Get the quiz sheet for this module from the general Assessments page. Fill it in, then submit to the online grading system before the deadline.
For this exercise, we will implement some of the machine learning models covered in this module, and some of the general approaches we covered previously. This is a continuation of the data analysis exercise you’ve been working on over the last few weeks, analyzing flu data. The goal is that by the end of this exercise, you will have an example of a nice full analysis. So let’s get started!
Note: This exercise is likely time-consuming and you might get stuck. Please plan accordingly. Start early and ask for help in Slack.
This is a solo-exercise.
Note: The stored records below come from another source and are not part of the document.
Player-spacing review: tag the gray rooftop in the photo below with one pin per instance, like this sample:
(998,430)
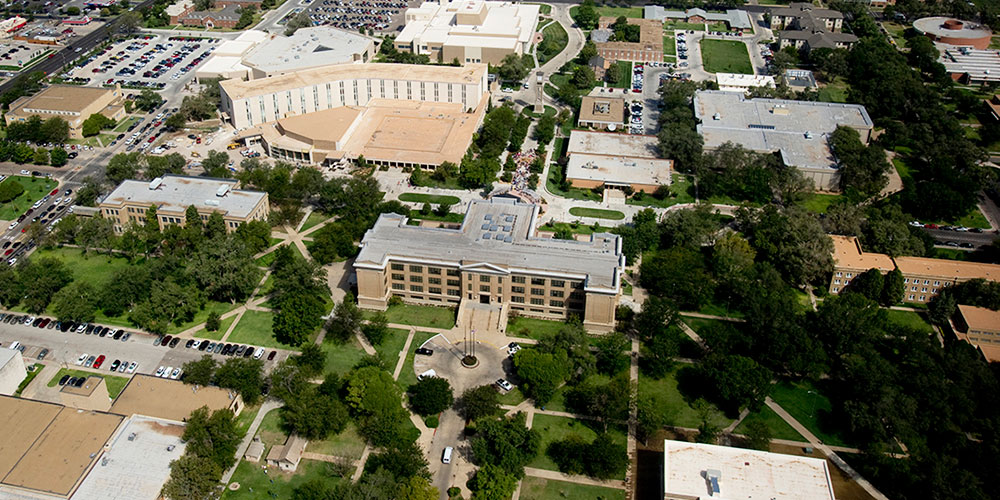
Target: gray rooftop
(137,462)
(497,235)
(176,192)
(308,47)
(798,129)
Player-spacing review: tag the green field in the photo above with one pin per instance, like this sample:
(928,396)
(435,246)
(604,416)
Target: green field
(725,56)
(533,328)
(535,488)
(433,199)
(34,189)
(115,384)
(596,213)
(552,428)
(434,317)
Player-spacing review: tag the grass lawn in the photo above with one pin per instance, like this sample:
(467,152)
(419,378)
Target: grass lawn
(805,403)
(391,346)
(340,358)
(725,56)
(347,444)
(910,319)
(573,193)
(533,328)
(779,428)
(835,91)
(557,428)
(216,335)
(434,317)
(818,203)
(407,376)
(596,213)
(313,219)
(556,33)
(255,328)
(535,488)
(429,198)
(115,384)
(34,189)
(255,483)
(672,403)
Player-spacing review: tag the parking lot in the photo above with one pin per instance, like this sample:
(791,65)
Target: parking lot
(378,15)
(156,62)
(68,348)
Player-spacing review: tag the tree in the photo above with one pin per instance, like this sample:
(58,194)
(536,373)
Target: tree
(76,302)
(243,375)
(201,371)
(479,402)
(430,396)
(541,373)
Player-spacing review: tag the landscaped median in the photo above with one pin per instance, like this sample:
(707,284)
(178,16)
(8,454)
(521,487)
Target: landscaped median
(597,213)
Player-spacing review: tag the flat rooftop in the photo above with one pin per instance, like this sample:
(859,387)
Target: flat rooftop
(137,462)
(167,399)
(61,446)
(742,474)
(66,98)
(177,192)
(497,235)
(468,74)
(798,129)
(308,47)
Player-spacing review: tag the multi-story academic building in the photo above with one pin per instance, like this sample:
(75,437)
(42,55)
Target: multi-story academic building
(923,278)
(173,194)
(494,258)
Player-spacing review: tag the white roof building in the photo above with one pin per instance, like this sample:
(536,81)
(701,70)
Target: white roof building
(705,471)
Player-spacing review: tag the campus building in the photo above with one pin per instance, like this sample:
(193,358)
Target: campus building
(693,471)
(391,114)
(616,161)
(495,259)
(173,194)
(71,103)
(649,48)
(806,27)
(256,54)
(980,327)
(469,31)
(923,278)
(798,130)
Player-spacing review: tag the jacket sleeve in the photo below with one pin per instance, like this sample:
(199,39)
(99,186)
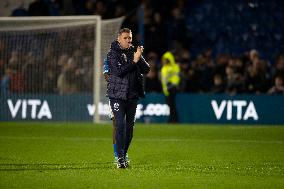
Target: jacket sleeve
(143,65)
(117,67)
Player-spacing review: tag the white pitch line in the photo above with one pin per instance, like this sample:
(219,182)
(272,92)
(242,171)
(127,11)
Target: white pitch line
(142,139)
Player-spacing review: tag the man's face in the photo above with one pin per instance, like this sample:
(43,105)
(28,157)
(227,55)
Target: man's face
(125,40)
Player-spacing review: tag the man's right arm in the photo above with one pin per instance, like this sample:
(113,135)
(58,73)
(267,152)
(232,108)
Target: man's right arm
(119,68)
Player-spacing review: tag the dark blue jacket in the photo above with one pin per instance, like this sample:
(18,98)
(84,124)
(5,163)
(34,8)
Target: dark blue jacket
(125,77)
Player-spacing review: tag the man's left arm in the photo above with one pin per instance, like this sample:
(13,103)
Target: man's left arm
(143,65)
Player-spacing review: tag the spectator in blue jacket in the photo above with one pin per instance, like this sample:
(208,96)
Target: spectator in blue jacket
(125,87)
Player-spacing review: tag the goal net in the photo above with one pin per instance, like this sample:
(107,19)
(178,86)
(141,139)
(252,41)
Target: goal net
(51,67)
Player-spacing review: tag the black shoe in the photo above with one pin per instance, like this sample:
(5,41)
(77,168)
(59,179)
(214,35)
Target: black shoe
(126,164)
(120,163)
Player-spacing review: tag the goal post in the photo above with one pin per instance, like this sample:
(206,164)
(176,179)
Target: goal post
(57,56)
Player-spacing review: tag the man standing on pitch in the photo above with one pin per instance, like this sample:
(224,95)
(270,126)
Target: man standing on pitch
(125,87)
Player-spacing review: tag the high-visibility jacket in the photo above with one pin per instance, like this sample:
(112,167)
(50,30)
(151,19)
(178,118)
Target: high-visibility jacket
(169,73)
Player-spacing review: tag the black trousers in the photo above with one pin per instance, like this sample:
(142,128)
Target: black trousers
(124,113)
(171,101)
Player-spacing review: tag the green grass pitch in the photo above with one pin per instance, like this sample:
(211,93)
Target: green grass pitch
(80,155)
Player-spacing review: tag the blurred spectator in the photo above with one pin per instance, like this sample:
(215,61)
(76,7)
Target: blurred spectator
(152,82)
(170,83)
(33,73)
(66,83)
(278,87)
(234,81)
(6,81)
(218,84)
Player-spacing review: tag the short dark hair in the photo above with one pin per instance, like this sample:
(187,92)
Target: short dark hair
(124,30)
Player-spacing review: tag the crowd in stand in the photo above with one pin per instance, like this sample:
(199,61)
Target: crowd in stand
(165,29)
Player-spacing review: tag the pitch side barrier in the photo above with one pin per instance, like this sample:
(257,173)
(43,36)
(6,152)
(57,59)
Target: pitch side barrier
(192,108)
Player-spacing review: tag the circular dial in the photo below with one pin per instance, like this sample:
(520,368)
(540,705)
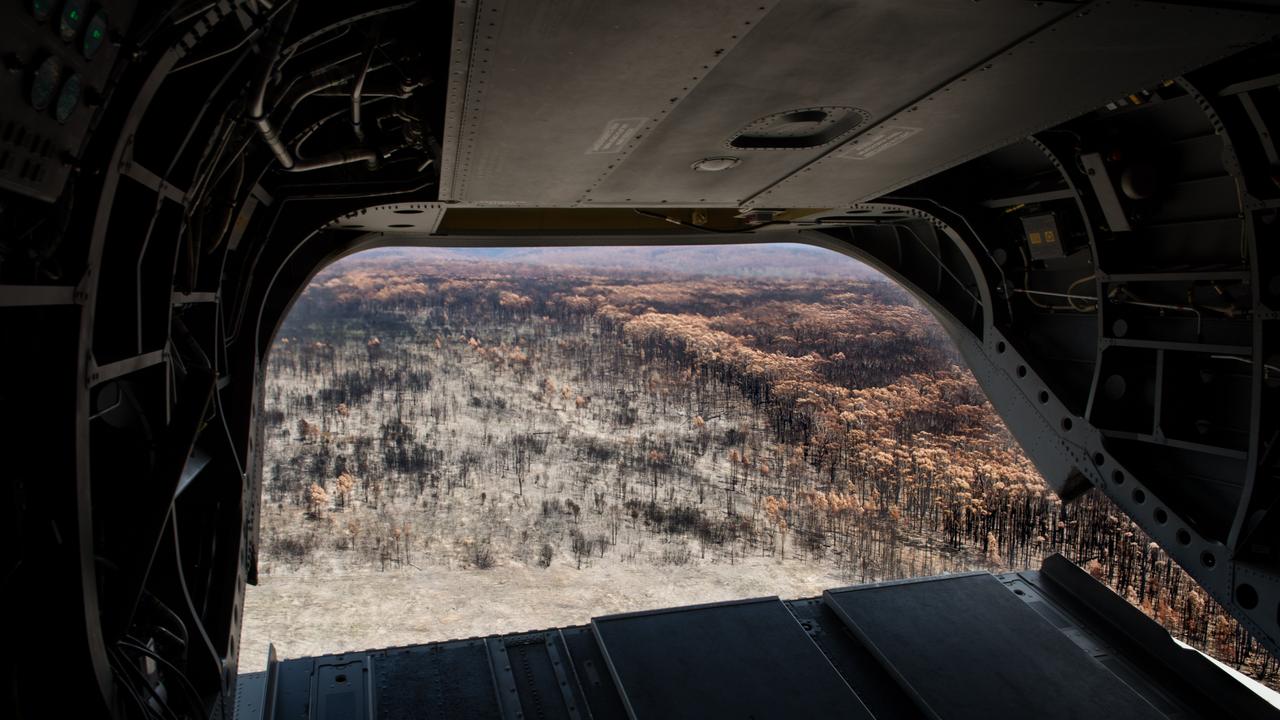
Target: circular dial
(68,99)
(41,9)
(44,82)
(95,33)
(73,17)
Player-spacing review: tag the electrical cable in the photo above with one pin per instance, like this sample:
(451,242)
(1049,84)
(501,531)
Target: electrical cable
(704,228)
(131,643)
(140,678)
(191,605)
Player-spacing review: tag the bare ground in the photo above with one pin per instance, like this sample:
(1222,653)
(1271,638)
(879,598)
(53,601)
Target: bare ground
(305,614)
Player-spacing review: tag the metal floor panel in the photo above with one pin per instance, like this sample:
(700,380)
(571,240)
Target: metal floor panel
(968,647)
(1023,645)
(748,659)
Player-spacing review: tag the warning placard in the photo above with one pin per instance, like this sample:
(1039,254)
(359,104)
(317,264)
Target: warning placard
(876,141)
(616,135)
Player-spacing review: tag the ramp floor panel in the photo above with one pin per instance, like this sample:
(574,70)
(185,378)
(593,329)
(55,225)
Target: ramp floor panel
(748,659)
(964,646)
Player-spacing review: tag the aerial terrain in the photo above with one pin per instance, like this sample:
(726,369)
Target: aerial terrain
(462,442)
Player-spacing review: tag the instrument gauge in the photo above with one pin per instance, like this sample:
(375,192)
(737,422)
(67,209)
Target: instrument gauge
(72,19)
(41,9)
(44,82)
(68,99)
(95,33)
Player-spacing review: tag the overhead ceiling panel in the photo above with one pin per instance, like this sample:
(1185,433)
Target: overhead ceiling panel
(871,57)
(1102,51)
(545,98)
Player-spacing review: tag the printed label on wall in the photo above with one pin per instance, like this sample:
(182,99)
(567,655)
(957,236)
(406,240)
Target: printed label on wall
(616,135)
(876,141)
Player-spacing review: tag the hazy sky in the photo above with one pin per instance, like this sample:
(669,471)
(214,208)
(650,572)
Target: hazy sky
(787,260)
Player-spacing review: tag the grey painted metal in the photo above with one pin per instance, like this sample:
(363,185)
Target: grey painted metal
(1095,54)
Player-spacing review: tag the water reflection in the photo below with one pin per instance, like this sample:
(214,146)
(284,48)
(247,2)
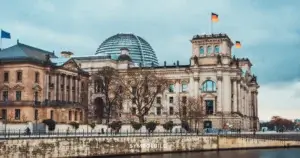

Make sure your previous repo for this exercise is fully up-to-date and synced.
The goal is to have both a complete and well-organized data analysis example at the end of the exercise. So as you go through this exercise, in addition to doing the indicated tasks and writing the code, keep organizing things.
You want to remove anything that’s not part of the exercise (any files/folders from the template). You also want to make sure you have readme files or other documentation that briefly explain what files are where and in which order to run them. Make sure your R/Rmd scripts are easy to understand and that they all run.
As you re-organize, you can decide the mix of R and Rmd files and what you want to combine and what to split. However you do it, make sure it’s documented and easy to understand.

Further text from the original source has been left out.